PKK/YPG terrorist group continues to kidnap children to recruit them as ‘child fighters’
The PKK/YPG, a militant group operating in Syria, has been recruiting child soldiers and engaging in other criminal activities. These reports have raised concerns about the group's tactics, including the alleged abduction, brainwashing, and isolation of children for use as child fighters.
- Anti-terror fight
- Anadolu Agency
- Published Date: 08:02 | 16 September 2023
- Modified Date: 12:12 | 17 September 2023
The PKK/YPG terrorist group, which has strong US support in Syria, continues its criminal activity by kidnapping innocent children in order to recruit them as "child fighters" after brainwashing and isolating them from their families.
Despite the UN special representative's meeting with PKK terrorist Ferhat Abdi Sahin, codenamed Mazlum Abdi, one of the PKK/YPG ringleaders, who signed an "action plan" in June 2019 at the UN Office in Geneva to release "child fighters within the organization," it continues this criminal practice by taking away children from their families.
The terror group usually kidnaps schoolchildren in the areas it has occupied in Syria, particularly along school routes, and then forcibly recruits them into its illegal armed force.
The PKK/YPG, which takes kidnapped and detained children to camps for armed training, also forbids them from ever communicating with their families again.
Children who are forced to take part in armed training are used in the organization's terrorist activities. Images and news about "child fighters" also appeared on several of its propaganda social media sites.

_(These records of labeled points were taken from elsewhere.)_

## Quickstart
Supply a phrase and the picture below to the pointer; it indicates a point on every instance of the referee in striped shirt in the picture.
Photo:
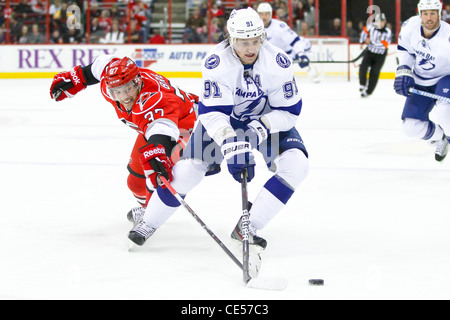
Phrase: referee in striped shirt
(377, 37)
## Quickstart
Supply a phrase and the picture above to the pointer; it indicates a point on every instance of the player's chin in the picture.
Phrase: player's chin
(128, 104)
(250, 58)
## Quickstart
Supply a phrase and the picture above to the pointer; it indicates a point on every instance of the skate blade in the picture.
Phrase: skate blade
(268, 283)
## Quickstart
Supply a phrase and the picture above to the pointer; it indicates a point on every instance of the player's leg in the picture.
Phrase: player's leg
(137, 183)
(285, 152)
(363, 73)
(417, 124)
(374, 74)
(187, 173)
(441, 115)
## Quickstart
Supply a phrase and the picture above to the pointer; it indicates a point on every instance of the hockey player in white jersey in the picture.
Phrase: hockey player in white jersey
(282, 36)
(423, 53)
(249, 102)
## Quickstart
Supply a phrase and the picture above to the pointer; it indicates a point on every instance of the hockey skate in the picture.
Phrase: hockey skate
(140, 233)
(135, 215)
(441, 149)
(254, 240)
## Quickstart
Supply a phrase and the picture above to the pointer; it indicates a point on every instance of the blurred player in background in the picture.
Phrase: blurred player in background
(423, 53)
(377, 37)
(162, 114)
(249, 101)
(282, 36)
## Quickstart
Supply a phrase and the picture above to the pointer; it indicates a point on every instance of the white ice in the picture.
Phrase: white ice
(371, 218)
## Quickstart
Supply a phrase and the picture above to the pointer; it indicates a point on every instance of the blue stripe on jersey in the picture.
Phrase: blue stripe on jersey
(423, 78)
(167, 197)
(294, 109)
(202, 109)
(281, 191)
(295, 41)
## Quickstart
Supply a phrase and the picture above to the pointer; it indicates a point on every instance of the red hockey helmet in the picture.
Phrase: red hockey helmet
(121, 72)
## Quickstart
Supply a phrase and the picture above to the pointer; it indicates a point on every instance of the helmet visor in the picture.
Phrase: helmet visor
(125, 91)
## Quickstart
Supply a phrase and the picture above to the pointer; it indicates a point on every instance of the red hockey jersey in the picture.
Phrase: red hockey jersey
(157, 100)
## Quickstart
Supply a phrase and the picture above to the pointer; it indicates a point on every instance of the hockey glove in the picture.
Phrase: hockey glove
(404, 80)
(67, 84)
(239, 157)
(304, 61)
(155, 162)
(257, 133)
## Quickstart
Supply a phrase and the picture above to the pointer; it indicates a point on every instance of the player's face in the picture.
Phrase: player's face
(248, 49)
(430, 19)
(266, 17)
(126, 94)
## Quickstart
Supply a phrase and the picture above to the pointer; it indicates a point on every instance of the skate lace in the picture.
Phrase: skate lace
(137, 213)
(441, 146)
(143, 229)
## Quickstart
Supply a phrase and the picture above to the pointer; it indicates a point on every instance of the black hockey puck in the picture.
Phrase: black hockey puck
(316, 282)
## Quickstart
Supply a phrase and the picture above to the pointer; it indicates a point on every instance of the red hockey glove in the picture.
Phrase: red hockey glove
(155, 162)
(67, 84)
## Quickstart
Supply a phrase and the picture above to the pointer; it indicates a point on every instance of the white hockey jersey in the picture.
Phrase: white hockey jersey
(232, 92)
(282, 36)
(428, 58)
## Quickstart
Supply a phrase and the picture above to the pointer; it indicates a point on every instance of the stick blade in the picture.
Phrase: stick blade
(268, 283)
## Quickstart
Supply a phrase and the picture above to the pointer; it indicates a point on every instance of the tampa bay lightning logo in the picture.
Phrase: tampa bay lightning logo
(283, 61)
(426, 64)
(212, 62)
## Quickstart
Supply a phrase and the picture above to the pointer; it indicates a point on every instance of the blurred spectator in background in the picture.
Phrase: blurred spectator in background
(95, 11)
(352, 33)
(134, 36)
(15, 28)
(56, 37)
(116, 13)
(36, 36)
(23, 36)
(23, 9)
(73, 36)
(141, 13)
(105, 20)
(310, 14)
(194, 27)
(446, 13)
(336, 28)
(96, 31)
(157, 38)
(299, 11)
(115, 36)
(39, 7)
(217, 30)
(217, 10)
(2, 36)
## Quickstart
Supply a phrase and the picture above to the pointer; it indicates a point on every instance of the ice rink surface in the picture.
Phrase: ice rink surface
(371, 218)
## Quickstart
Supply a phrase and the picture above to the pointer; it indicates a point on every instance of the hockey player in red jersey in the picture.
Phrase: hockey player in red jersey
(162, 114)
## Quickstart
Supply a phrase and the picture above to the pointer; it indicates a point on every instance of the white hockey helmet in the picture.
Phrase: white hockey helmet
(264, 7)
(244, 24)
(429, 5)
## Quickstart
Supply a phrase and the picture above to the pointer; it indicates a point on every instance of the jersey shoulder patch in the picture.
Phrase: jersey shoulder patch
(212, 61)
(283, 60)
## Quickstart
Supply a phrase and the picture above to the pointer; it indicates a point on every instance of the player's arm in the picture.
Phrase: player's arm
(214, 109)
(285, 102)
(68, 83)
(404, 77)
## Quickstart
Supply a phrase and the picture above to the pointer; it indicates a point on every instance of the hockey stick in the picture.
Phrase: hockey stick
(245, 221)
(196, 217)
(348, 61)
(257, 283)
(429, 95)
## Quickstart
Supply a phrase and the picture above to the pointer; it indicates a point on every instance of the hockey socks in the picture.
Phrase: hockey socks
(162, 205)
(270, 200)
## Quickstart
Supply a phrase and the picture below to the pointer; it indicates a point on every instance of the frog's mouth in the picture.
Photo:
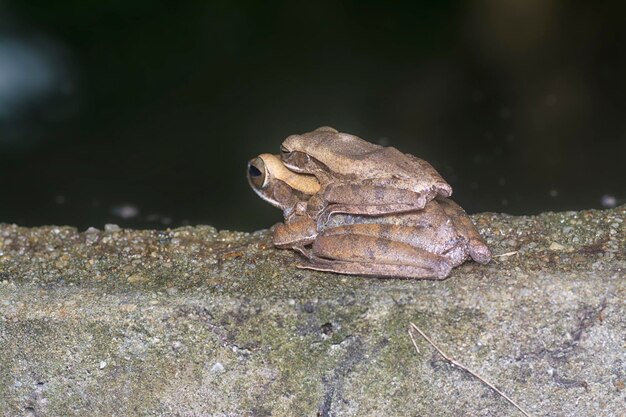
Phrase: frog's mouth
(266, 167)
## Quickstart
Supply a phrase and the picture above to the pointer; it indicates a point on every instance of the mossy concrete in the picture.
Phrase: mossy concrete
(200, 322)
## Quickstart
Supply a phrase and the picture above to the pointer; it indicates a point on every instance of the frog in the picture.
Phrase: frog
(420, 244)
(359, 177)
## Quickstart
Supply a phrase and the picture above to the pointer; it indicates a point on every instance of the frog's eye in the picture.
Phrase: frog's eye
(256, 172)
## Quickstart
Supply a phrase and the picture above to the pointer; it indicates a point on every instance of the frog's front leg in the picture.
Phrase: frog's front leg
(362, 254)
(296, 233)
(370, 200)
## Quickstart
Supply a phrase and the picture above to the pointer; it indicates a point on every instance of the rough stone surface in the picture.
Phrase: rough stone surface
(196, 322)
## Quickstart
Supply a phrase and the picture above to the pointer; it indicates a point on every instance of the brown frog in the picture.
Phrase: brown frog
(424, 243)
(359, 177)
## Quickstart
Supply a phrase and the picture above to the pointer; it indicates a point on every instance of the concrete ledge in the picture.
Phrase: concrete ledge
(196, 322)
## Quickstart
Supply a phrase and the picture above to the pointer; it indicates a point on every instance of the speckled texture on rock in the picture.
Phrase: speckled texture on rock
(196, 322)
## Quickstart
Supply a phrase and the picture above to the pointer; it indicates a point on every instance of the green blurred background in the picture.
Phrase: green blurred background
(144, 113)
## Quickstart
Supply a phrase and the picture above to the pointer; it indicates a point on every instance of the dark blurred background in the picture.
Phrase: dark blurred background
(144, 113)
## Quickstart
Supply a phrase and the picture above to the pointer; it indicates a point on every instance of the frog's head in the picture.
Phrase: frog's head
(277, 185)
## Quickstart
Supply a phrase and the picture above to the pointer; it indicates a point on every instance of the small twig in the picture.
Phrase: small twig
(413, 340)
(458, 365)
(502, 255)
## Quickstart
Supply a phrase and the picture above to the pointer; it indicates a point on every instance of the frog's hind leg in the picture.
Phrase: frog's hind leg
(478, 249)
(356, 254)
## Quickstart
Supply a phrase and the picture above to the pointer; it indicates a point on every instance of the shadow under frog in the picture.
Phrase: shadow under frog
(423, 243)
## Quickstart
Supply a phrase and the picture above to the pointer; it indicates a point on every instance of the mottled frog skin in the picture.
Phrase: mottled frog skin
(368, 219)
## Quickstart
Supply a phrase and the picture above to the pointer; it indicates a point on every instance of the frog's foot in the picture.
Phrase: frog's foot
(375, 270)
(358, 254)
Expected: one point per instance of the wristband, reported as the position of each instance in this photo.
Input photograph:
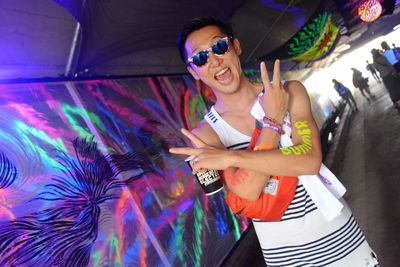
(272, 124)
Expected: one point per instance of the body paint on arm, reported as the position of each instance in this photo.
(305, 132)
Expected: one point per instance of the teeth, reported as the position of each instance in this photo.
(221, 72)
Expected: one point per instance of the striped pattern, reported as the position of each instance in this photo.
(321, 252)
(300, 205)
(302, 237)
(212, 117)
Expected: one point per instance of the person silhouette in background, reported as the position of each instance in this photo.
(370, 68)
(392, 55)
(390, 78)
(361, 83)
(345, 93)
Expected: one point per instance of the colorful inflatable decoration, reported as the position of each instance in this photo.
(369, 10)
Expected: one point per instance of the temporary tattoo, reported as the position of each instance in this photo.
(235, 177)
(263, 146)
(306, 146)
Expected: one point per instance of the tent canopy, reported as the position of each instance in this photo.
(92, 38)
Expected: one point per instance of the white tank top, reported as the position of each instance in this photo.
(302, 237)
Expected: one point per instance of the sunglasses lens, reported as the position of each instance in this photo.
(200, 58)
(220, 47)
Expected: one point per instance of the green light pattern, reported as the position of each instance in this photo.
(114, 243)
(322, 45)
(198, 229)
(308, 35)
(70, 111)
(180, 248)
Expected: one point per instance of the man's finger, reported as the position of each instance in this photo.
(264, 75)
(197, 142)
(277, 72)
(183, 151)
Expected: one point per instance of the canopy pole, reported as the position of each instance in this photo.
(73, 56)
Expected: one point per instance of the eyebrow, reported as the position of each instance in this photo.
(196, 50)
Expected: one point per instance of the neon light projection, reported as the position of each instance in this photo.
(314, 40)
(369, 10)
(115, 196)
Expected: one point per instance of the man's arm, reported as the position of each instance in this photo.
(244, 183)
(304, 157)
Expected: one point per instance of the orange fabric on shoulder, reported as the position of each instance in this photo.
(272, 202)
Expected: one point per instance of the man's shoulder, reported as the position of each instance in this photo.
(206, 133)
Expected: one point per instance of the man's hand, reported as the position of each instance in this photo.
(206, 156)
(275, 98)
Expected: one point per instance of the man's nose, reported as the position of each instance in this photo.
(214, 60)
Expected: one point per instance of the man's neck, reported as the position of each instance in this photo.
(241, 100)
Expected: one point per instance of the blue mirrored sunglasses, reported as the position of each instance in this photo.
(219, 48)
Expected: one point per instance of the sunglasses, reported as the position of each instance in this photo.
(219, 48)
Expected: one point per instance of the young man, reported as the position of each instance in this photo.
(302, 236)
(370, 67)
(345, 93)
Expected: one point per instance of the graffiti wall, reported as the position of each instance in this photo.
(86, 178)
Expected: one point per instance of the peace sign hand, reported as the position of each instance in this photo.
(275, 98)
(204, 155)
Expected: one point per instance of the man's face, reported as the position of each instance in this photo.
(221, 72)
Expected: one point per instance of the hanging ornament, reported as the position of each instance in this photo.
(369, 10)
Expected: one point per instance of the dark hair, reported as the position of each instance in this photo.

According to the Kurdish opposition group Independent Kurdish Order, the PKK/YPG terrorists kidnapped 18 more children between the ages of 14 and 17, including six from Hasakah province, seven from Qamishli district, and five from Aleppo province, and took them to so-called training camps in July of this year.
Sabah Anter, whose daughter was kidnapped by terror members two years ago in the PKK/YPG-controlled Qamishli district of northeastern Syria, told Anadolu on Aug. 3: "She was a school-going young girl when she was kidnapped."
"I went to the security forces and UN offices in the region to protest her kidnapping. There is no door left that I haven't knocked on for justice," Anter said, adding, "but I haven't been able to find my daughter."
"My daughter was so young. She was kidnapped by the terror organization when she was just 16 years old. She wanted to be a teacher," she said.
Anadolu photographs taken in June last year of tombstones in the Ayn-al Arab district, where the PKK/YPG victims of kidnapped "child fighters" are buried, clearly state their ages between 14 and 17 in Arabic and Kurdish languages.
Tombstones in the cemetery in the PKK/YPG-occupied Ayn-al Arab district show that the terrorist organization is dragging children into violence following their kidnapping and separating them from their families.
The US, which talks about democracy and human rights, is increasing its cooperation with the PKK/YPG in Syria, which has a bad track record for terrorist crimes.
The US provides financial and political support to the terrorist organization, which separates hundreds of children from their families and equips them with light and heavy weapons to take part in terrorist activities.
Virginia Gamba, UN Secretary-General Antonio Guterres' special representative on Children in Armed Conflicts, signed the action plan prepared "for the release of child fighters within the organization" on June 29, 2019, but without the knowledge of the member states.
Ankara later issued a protest note to the UN on the matter.
The UN Human Rights Council revealed in a report released on Jan. 16, 2020, that PKK/YPG terrorists are using children as "fighters" in Syria.
The fact that the terror group forces children to fight was also mentioned in the "2020 Human Trafficking Report" released by the US State Department on June 26, 2020.
The YPG continued to forcibly recruit and use even 12-year-old boys and girls from asylum camps in northwestern Syria, the report said.
The UN prepared the "Children in Annual Armed Conflicts" report for the period of January-December 2022, the terrorist organization PKK and the Syrian extension SDF and YPG. It was stated in the document that more than 1,200 children had been used as "soldiers" in 2022.
According to the report, the Syrian branch of the PKK, the SDF, has recruited 637 children, while the PKK/YPG and SDF-affiliated organizations have recruited 633 children to their armed staff.
Guterres, whose views were included in the report, expressed how "extremely concerned" he feels about the use of children as "soldiers" by the PKK/YPG.
"I invite them to stop using children as soldiers and for different purposes and release all the children in their ranks," the report said quoting the UN chief.
In its more than 35-year terror campaign against Türkiye, the PKK — listed as a terrorist organization by Türkiye, the US, and the EU — has been responsible for the deaths of more than 40,000 people, including women, children, and infants. The YPG is the terrorist PKK's Syrian branch.